Earlier this year, the Coalition Government announced that it intended to cut council expenditure by 28% over the next 4 years and that the first-year cut would be the biggest.
So, when Eric Pickles announced that the average cut for each council for 2011/12 was just 4.4%, we knew that couldn’t be true. Now, we know the statement was a complete travesty. Detailed analysis shows that next year’s national cut is 12.1%.
Sheffield fares even worse. It gets a grant cut next year of 14.5%, followed by a further 6.5% in 2012/13 – a 20% cut over the next 2 years. Doncaster does even worse.

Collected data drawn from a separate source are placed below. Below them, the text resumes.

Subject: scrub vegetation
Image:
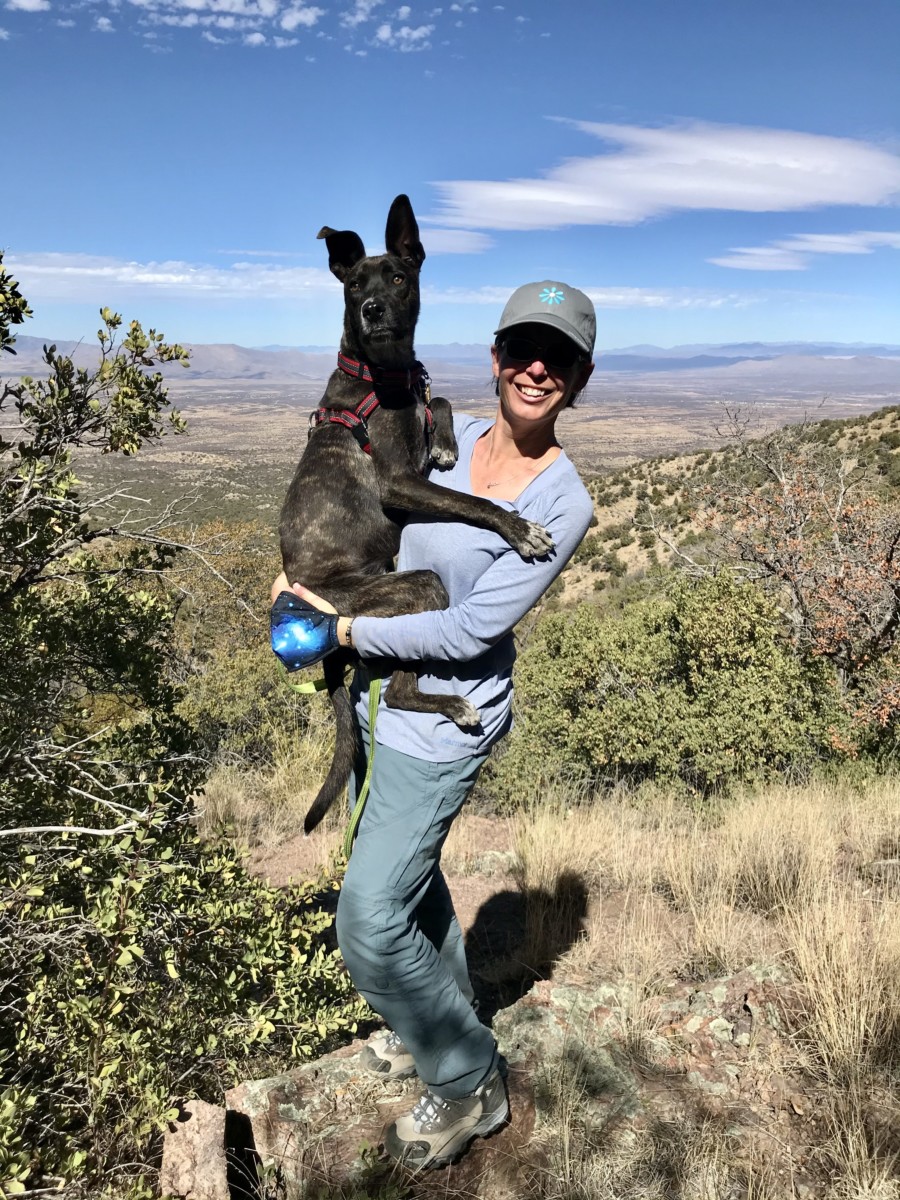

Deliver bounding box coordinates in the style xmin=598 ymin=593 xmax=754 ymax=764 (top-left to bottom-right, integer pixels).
xmin=3 ymin=254 xmax=900 ymax=1197
xmin=0 ymin=259 xmax=365 ymax=1200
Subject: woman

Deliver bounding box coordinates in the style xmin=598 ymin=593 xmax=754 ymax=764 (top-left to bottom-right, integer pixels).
xmin=271 ymin=280 xmax=596 ymax=1169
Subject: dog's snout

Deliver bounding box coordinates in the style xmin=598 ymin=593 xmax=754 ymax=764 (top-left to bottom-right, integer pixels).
xmin=362 ymin=297 xmax=385 ymax=322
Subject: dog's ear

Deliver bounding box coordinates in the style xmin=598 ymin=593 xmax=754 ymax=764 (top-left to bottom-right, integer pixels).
xmin=385 ymin=194 xmax=426 ymax=269
xmin=317 ymin=226 xmax=367 ymax=282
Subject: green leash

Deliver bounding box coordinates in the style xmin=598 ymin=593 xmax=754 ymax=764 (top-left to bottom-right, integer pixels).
xmin=282 ymin=663 xmax=380 ymax=858
xmin=342 ymin=674 xmax=381 ymax=859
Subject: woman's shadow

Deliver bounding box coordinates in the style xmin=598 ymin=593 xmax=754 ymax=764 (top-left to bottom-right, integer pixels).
xmin=464 ymin=869 xmax=589 ymax=1025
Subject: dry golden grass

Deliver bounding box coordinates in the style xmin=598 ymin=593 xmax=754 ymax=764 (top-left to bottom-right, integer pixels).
xmin=510 ymin=776 xmax=900 ymax=1199
xmin=196 ymin=706 xmax=335 ymax=848
xmin=442 ymin=811 xmax=517 ymax=876
xmin=204 ymin=739 xmax=900 ymax=1195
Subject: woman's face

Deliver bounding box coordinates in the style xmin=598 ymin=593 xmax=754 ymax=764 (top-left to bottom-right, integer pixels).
xmin=491 ymin=323 xmax=594 ymax=428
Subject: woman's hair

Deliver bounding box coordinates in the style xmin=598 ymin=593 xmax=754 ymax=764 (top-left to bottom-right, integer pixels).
xmin=492 ymin=337 xmax=591 ymax=408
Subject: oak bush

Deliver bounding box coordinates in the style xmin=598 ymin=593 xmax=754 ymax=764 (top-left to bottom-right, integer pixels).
xmin=0 ymin=257 xmax=363 ymax=1198
xmin=489 ymin=572 xmax=844 ymax=806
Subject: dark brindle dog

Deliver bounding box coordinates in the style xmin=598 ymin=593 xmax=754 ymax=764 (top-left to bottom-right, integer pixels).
xmin=279 ymin=195 xmax=553 ymax=834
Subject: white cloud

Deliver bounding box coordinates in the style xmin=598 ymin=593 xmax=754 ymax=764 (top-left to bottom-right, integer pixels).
xmin=433 ymin=120 xmax=900 ymax=231
xmin=424 ymin=284 xmax=750 ymax=310
xmin=340 ymin=0 xmax=382 ymax=27
xmin=243 ymin=28 xmax=264 ymax=42
xmin=372 ymin=18 xmax=431 ymax=46
xmin=127 ymin=0 xmax=310 ymax=30
xmin=710 ymin=229 xmax=900 ymax=271
xmin=0 ymin=24 xmax=9 ymax=34
xmin=55 ymin=16 xmax=74 ymax=22
xmin=778 ymin=230 xmax=900 ymax=255
xmin=280 ymin=3 xmax=322 ymax=29
xmin=418 ymin=227 xmax=493 ymax=253
xmin=709 ymin=246 xmax=808 ymax=272
xmin=5 ymin=0 xmax=441 ymax=48
xmin=201 ymin=27 xmax=226 ymax=39
xmin=6 ymin=252 xmax=341 ymax=302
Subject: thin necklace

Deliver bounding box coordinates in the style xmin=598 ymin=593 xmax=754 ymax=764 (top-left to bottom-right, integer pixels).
xmin=482 ymin=440 xmax=556 ymax=490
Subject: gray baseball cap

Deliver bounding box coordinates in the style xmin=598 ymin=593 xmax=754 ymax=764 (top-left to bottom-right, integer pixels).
xmin=494 ymin=280 xmax=596 ymax=358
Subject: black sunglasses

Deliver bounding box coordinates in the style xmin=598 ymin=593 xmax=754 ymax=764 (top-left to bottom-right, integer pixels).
xmin=500 ymin=335 xmax=584 ymax=371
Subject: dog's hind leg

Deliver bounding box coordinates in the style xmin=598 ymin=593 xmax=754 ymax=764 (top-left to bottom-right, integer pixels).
xmin=384 ymin=669 xmax=479 ymax=728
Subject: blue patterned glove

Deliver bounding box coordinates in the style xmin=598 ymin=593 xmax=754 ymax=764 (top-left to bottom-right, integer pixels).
xmin=270 ymin=590 xmax=340 ymax=672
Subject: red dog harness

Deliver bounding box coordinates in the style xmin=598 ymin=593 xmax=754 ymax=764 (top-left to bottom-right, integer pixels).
xmin=309 ymin=353 xmax=434 ymax=457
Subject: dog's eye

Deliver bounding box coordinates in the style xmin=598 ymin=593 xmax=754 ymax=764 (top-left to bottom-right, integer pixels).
xmin=348 ymin=280 xmax=361 ymax=292
xmin=392 ymin=273 xmax=405 ymax=286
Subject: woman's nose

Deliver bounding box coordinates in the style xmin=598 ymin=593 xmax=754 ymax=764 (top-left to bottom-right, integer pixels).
xmin=525 ymin=357 xmax=548 ymax=376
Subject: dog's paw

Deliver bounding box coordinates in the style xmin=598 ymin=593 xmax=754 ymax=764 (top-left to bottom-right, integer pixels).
xmin=430 ymin=445 xmax=458 ymax=469
xmin=444 ymin=697 xmax=480 ymax=728
xmin=511 ymin=519 xmax=555 ymax=559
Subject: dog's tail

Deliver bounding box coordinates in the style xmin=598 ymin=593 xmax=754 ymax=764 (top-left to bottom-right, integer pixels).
xmin=303 ymin=652 xmax=360 ymax=836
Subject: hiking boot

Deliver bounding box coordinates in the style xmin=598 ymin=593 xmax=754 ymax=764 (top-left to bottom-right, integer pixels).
xmin=360 ymin=1029 xmax=416 ymax=1080
xmin=383 ymin=1068 xmax=509 ymax=1169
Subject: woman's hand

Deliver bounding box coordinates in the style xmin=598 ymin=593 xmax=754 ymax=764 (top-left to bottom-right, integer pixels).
xmin=289 ymin=583 xmax=337 ymax=615
xmin=269 ymin=574 xmax=351 ymax=655
xmin=270 ymin=573 xmax=337 ymax=614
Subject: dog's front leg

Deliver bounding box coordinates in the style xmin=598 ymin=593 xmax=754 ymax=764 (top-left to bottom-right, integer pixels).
xmin=427 ymin=395 xmax=458 ymax=469
xmin=382 ymin=473 xmax=554 ymax=559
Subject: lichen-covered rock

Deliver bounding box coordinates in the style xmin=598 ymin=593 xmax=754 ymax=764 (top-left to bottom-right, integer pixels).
xmin=223 ymin=1037 xmax=536 ymax=1199
xmin=159 ymin=1099 xmax=229 ymax=1200
xmin=164 ymin=961 xmax=822 ymax=1198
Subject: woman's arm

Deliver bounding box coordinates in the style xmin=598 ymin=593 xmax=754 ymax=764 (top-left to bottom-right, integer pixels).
xmin=350 ymin=491 xmax=592 ymax=663
xmin=274 ymin=476 xmax=593 ymax=664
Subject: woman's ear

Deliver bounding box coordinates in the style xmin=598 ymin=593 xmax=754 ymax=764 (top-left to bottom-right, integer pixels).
xmin=490 ymin=343 xmax=501 ymax=379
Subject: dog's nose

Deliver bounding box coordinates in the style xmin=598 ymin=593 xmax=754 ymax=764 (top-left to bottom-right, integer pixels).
xmin=362 ymin=297 xmax=385 ymax=322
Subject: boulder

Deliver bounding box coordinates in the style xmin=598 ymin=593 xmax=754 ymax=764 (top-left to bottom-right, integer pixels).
xmin=159 ymin=1099 xmax=229 ymax=1200
xmin=162 ymin=962 xmax=818 ymax=1198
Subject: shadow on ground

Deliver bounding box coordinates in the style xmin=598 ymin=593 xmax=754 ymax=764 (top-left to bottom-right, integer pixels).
xmin=466 ymin=870 xmax=589 ymax=1024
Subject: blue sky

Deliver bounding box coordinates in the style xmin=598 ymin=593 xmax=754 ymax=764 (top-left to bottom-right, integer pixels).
xmin=3 ymin=0 xmax=900 ymax=350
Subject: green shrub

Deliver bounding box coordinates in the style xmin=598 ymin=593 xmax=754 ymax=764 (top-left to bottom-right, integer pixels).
xmin=601 ymin=551 xmax=627 ymax=578
xmin=0 ymin=259 xmax=364 ymax=1197
xmin=4 ymin=822 xmax=364 ymax=1194
xmin=573 ymin=534 xmax=601 ymax=564
xmin=489 ymin=572 xmax=844 ymax=806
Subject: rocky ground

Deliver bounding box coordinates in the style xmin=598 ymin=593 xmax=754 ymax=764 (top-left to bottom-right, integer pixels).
xmin=161 ymin=814 xmax=853 ymax=1199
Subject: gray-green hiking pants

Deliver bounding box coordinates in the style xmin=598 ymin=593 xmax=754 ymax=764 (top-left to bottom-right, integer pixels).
xmin=336 ymin=730 xmax=498 ymax=1100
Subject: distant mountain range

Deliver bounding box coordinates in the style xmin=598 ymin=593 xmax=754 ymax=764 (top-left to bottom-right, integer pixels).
xmin=5 ymin=335 xmax=900 ymax=387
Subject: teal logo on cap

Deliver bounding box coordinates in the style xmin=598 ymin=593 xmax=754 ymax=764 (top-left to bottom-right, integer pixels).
xmin=539 ymin=286 xmax=564 ymax=306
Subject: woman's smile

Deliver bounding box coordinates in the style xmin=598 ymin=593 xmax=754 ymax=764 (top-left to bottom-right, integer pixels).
xmin=514 ymin=381 xmax=555 ymax=402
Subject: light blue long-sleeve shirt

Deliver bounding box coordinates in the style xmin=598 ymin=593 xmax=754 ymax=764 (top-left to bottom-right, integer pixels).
xmin=351 ymin=413 xmax=594 ymax=761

And, it isn’t just all of South Yorkshire’s councils that are facing massive cuts. South Yorkshire Police gets a 7.5% cut next year and a further 8.7% the following year. And South Yorkshire Fire Service gets a near 10% cut next year.

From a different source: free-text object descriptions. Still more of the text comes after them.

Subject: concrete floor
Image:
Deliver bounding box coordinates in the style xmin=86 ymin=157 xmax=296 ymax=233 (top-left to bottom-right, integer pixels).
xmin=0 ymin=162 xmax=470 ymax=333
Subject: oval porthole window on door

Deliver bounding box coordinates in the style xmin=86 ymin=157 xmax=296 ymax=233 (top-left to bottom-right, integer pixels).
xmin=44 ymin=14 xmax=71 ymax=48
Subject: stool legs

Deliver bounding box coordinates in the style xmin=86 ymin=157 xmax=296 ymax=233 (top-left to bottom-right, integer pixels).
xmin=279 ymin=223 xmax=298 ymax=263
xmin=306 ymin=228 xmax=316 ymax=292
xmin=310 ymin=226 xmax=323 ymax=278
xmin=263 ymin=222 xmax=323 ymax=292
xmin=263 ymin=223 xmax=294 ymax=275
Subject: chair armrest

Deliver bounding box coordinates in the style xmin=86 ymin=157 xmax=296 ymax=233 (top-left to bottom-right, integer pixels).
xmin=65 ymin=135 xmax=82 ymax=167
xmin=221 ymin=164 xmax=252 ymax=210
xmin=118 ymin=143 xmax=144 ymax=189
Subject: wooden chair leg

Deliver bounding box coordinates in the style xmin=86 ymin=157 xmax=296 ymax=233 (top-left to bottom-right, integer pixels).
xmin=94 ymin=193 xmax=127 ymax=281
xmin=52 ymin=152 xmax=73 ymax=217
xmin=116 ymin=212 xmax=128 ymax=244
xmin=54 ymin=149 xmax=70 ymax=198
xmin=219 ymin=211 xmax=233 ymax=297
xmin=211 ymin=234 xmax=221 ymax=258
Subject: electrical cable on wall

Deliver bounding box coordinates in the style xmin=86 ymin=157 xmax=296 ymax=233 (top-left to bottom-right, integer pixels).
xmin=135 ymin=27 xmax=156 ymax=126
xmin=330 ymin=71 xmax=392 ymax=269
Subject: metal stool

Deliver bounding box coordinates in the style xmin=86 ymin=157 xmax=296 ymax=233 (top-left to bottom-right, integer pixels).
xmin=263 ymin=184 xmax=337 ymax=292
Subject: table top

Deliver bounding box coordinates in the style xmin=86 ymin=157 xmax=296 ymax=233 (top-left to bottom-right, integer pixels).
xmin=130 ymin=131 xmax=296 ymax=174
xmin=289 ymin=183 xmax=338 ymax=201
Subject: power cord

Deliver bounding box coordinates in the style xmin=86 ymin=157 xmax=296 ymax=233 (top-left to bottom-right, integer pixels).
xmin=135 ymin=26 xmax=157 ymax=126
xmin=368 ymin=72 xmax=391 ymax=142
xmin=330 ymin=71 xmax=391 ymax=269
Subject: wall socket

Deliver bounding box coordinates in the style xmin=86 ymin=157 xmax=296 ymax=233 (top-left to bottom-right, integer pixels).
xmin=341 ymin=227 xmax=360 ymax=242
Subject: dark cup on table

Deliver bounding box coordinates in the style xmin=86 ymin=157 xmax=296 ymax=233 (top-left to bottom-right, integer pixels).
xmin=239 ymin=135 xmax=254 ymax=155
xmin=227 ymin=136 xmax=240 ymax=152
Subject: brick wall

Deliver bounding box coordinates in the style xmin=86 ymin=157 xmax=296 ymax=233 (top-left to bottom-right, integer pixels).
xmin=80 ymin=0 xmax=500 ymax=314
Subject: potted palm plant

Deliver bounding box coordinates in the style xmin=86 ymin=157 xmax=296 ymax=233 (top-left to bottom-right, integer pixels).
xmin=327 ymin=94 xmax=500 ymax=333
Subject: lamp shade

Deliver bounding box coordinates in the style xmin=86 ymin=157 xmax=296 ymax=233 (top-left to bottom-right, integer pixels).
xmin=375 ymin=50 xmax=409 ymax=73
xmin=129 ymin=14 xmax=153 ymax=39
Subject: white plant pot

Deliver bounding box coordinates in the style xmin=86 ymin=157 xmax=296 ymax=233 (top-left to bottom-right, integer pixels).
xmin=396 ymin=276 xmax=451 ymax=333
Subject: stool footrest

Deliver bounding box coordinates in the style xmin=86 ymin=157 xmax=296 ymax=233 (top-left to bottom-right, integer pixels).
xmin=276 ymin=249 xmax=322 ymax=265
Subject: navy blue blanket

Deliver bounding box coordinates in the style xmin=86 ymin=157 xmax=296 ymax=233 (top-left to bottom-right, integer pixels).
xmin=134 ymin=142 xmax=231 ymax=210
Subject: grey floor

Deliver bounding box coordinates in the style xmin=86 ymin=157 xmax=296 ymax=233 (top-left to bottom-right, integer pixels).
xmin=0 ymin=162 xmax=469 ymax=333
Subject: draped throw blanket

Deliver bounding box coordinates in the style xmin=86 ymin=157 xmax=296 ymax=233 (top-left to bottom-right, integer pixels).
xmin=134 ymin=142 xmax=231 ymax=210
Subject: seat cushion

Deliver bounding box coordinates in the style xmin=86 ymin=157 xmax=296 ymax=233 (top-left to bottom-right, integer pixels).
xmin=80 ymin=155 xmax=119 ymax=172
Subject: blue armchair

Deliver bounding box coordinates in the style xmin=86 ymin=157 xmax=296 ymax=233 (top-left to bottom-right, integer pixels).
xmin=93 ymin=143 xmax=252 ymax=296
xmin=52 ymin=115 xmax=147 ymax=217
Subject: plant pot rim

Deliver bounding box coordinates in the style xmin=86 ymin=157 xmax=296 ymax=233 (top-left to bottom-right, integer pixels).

Eric Pickles then compounded his misrepresentation by insulting our intelligence.
First, he told us that councils could manage these cuts by sharing chief executives and buying a different brand of paper clip. Just ask yourself this – if you got a 20% cut in wages, could your household budget deal with this just by cutting the children’s pocket money and buying a different brand of baked beans? Of course, you couldn’t. The suggestion was ridiculous.
Secondly, he told us that the settlement was ‘fair and progressive’, when it is exactly the opposite. There is a huge transfer of government grant from North to South – betraying Nick Clegg’s pledge that he would not let spending cuts unfairly impact on the north - from poor to wealthy areas, and from urban to rural areas. Sheffield is hit with a 20% cut and Dorset gets an increase.
Thirdly, Pickles suggested that councils should make ‘filling potholes a priority’ – well, we all know about that debate in Sheffield – when he has cut the capital funding allocations for highway maintenance by 19%, some £164m a year.
Eric Pickles has obviously learned from his alter ego Humpty Dumpty – ‘words mean what I want them to mean’. This settlement is unfair and regressive. It is very bad news for our local communities and services.